With a smile on his face, Lou Williams said the way to keep 76ers rookie Marreese Speights interested is to feed him a dunk.

In last night's 104-96 win over the Houston Rockets at the Wachovia Center, Williams and Speights combined for more than just tongue-in-cheek banter. They teamed up for 30 points.

"You've got to keep Marreese interested," Williams said of his rookie teammate. "And the way you do that is get him a dunk. After you do that, he'll block shots and he'll rebound."

Speights had 15 points (six of which came off dunks), eight rebounds and four blocked shots. One of those dunks was an important put-back slam with 1 minute, 39 seconds left. Williams had 15 points and eight assists.

But the number with a Texas-size margin was fastbreak points: The Sixers outscored the Rockets, 29-9.

Was that the best the Sixers can run?

"That was pretty good," coach Tony DiLeo said.

Actually, the 29 fastbreak points were a season high.

It was the usual Sixers' high-flying show, led by Andre Iguodala, Thaddeus Young and Speights, that eventually broke the plodding Rockets and big man Yao Ming.

Even with that disparity, the Sixers never allowed the 14,858 in attendance to rest their Thunderstix.

In the third, the Sixers led by 11. The lead was quickly five.
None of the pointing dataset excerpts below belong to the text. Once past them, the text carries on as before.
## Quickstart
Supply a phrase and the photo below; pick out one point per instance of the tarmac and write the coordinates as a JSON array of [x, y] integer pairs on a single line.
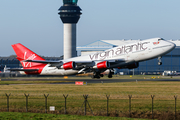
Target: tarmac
[[72, 81]]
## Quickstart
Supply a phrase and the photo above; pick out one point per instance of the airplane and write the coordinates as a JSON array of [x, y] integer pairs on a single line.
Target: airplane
[[121, 57]]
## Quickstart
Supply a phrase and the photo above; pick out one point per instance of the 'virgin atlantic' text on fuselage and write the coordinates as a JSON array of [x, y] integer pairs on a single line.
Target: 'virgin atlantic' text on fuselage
[[120, 51]]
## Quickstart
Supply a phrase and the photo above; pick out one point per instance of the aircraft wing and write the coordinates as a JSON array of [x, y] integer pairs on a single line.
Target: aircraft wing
[[43, 61]]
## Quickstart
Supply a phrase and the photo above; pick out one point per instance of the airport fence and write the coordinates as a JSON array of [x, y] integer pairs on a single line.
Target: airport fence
[[136, 106]]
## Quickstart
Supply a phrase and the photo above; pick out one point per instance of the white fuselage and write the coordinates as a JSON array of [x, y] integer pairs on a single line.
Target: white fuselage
[[134, 52]]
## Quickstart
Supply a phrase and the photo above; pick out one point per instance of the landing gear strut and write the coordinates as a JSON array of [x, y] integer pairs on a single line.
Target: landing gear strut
[[159, 59], [111, 72], [97, 75]]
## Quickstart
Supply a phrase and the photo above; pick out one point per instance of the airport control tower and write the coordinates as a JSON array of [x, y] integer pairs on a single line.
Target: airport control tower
[[70, 14]]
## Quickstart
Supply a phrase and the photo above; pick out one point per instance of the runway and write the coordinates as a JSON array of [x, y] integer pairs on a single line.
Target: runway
[[72, 81]]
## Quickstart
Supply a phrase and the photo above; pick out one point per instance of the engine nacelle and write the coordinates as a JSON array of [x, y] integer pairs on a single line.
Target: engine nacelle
[[102, 65], [68, 65], [134, 65], [130, 66]]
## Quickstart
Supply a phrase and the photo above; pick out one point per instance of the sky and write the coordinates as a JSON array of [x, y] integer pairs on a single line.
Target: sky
[[36, 23]]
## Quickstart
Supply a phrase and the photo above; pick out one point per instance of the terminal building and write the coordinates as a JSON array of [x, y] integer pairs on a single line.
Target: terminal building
[[170, 61]]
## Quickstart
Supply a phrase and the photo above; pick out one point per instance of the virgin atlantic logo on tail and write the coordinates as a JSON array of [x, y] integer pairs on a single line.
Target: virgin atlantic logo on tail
[[31, 57]]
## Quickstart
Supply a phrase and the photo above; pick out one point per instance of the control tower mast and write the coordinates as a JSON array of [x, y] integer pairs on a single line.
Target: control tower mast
[[70, 14]]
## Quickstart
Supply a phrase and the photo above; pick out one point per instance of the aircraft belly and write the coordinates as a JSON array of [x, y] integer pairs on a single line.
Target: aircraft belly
[[55, 71]]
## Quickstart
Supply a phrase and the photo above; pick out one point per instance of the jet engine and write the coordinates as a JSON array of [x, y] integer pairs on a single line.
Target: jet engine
[[134, 65], [68, 65], [102, 65], [130, 66]]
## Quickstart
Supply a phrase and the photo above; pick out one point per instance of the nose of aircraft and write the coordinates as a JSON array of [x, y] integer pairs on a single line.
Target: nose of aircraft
[[171, 45]]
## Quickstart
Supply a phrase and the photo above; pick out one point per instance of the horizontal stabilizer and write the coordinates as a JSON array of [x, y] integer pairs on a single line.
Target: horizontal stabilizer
[[19, 69]]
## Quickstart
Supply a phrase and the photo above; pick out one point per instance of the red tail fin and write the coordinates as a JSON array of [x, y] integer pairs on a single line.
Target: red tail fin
[[24, 53]]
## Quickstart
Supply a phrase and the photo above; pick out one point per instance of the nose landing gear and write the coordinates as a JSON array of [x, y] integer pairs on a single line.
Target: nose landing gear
[[159, 59]]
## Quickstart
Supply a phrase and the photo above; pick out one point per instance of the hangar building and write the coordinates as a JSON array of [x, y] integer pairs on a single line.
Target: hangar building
[[170, 61]]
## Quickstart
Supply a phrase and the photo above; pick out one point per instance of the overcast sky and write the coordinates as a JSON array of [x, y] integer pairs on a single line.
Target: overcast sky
[[36, 23]]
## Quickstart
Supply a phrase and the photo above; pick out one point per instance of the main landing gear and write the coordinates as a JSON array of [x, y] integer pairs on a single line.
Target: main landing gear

In the fourth, they led by 15, but that edge sank to four in a hurry. The hosts would miss a free throw, of which they missed 16, and the Rockets would hit a three, of which they hit five.

But considering how things have gone lately for the Sixers, nothing mattered other than walking off the court with a victory.

Before the game, the Sixers had lost six of their last seven and finished a six-game road trip with a 1-5 record. After the win over Houston, a top-tier Western Conference team, they are 14-20.

The Rockets are 21-15. They are 1-4 in their last five games and 10-11 on the road this season.

Iguodala led the way with 28 points. Argentina native Luis Scola paced the Rockets with 18.

The Sixers had not played at home since Dec. 20, a loss to the Indiana Pacers. DiLeo said at the shoot-around yesterday morning he was worried that his guys were still gassed from their 10-day Western swing.

"I was a little scared because we were sluggish," DiLeo said. "They must have gotten a good rest [yesterday] afternoon."

"I could see that at shoot-around," Iguodala agreed. "Guys were tired, guys were still going to bed at 5 a.m. from West Coast time."

So what changed from morning to evening?

"Went home and slept for a few hours," Iguodala said. "Although my phone kept ringing."